Green infrastructure as urban planning regulation of public residential neighborhoods
The construction of public city, intended as the set of public components related to public spaces, green areas, equipment, mobility, social residences, invents the structural objective to be placed at the base of any planning strategy, as well as regeneration of the city. Hence the need for new cognitive and design strategies, as well as a rethinking of the reference models, typical of the traditional urban society, starting from an integrated, intercalary approach that recovers significant relationships between theory, practice, physical dimensions, economic and social change.
The objective is to set a reflection on the role of the green axes for the redevelopment of popular neighborhoods in the broader theme of green infrastructure as urban planning. Residential districts, potential green lungs, can constitute a "green network".
It is part of the broader disciplinary sector that involves "resilient cities and green infrastructures" as a natural aspect, but also as a response to the anthropization of mobility. This highlights, within the public space, a decisive role of landscape and infrastructures which, when combined, contribute to the broader regeneration, through a design method in which the contextual analysis is the element on which the hypotheses of metamorphosis, as Grassi (1999) reminds us, of conformation with respect to the place itself of the intervention, wherein this meeting the place, which takes on a new form, is modified as well.

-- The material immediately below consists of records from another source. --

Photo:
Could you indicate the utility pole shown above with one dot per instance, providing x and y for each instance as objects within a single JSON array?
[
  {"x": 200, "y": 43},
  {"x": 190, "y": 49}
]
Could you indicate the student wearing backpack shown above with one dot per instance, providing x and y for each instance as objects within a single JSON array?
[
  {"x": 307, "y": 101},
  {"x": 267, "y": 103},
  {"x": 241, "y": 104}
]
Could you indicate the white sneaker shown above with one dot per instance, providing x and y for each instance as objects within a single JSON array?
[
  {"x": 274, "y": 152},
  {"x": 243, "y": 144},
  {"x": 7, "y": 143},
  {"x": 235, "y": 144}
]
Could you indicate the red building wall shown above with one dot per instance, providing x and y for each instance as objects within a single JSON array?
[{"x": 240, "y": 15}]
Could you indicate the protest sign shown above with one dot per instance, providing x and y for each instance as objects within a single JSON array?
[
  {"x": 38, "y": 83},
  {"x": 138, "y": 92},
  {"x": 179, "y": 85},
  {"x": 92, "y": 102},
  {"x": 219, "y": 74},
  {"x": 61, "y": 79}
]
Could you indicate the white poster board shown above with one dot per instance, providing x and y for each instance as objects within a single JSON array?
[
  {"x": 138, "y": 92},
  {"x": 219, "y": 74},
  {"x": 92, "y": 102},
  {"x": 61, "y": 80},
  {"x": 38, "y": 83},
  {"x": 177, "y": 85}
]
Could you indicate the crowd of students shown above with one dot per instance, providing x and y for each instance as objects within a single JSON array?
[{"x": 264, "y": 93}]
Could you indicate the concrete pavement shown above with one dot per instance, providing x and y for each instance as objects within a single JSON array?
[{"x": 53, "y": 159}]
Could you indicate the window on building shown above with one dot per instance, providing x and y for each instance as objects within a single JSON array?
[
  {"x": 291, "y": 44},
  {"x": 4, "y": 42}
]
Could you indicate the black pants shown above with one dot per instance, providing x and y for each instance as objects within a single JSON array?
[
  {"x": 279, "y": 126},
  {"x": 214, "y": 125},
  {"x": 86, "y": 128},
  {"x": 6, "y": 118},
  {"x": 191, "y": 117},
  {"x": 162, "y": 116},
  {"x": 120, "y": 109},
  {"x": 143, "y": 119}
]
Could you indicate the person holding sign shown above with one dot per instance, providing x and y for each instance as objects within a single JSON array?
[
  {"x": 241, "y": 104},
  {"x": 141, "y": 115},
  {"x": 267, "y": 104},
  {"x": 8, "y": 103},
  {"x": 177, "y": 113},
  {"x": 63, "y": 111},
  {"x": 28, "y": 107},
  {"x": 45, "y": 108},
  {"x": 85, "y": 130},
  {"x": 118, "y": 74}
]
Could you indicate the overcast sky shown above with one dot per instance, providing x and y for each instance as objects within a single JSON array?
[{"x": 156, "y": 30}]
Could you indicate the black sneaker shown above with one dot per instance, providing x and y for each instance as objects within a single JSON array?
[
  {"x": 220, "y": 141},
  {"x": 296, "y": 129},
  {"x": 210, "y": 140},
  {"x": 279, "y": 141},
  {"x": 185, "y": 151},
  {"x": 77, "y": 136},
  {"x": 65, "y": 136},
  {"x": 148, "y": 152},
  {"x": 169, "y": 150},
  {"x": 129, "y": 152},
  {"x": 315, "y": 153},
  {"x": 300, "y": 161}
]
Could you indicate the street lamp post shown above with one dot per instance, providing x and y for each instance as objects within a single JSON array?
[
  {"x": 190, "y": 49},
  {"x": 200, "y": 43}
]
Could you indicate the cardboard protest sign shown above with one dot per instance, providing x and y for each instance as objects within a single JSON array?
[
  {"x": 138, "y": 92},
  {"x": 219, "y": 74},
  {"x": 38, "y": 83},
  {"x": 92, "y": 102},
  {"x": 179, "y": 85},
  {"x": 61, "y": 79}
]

The contribution will reflect on the sustainable development of the city, highlighting useful elements to be disseminated to civil society, valid not only for understanding the places in which we live but for the changes taking place, knowing that building means collaborating with the earth, impressing the sign of a man on a landscape that will remain forever changed, contributing to that slow transformation that is the very life of cities (Yourcenar, 1951).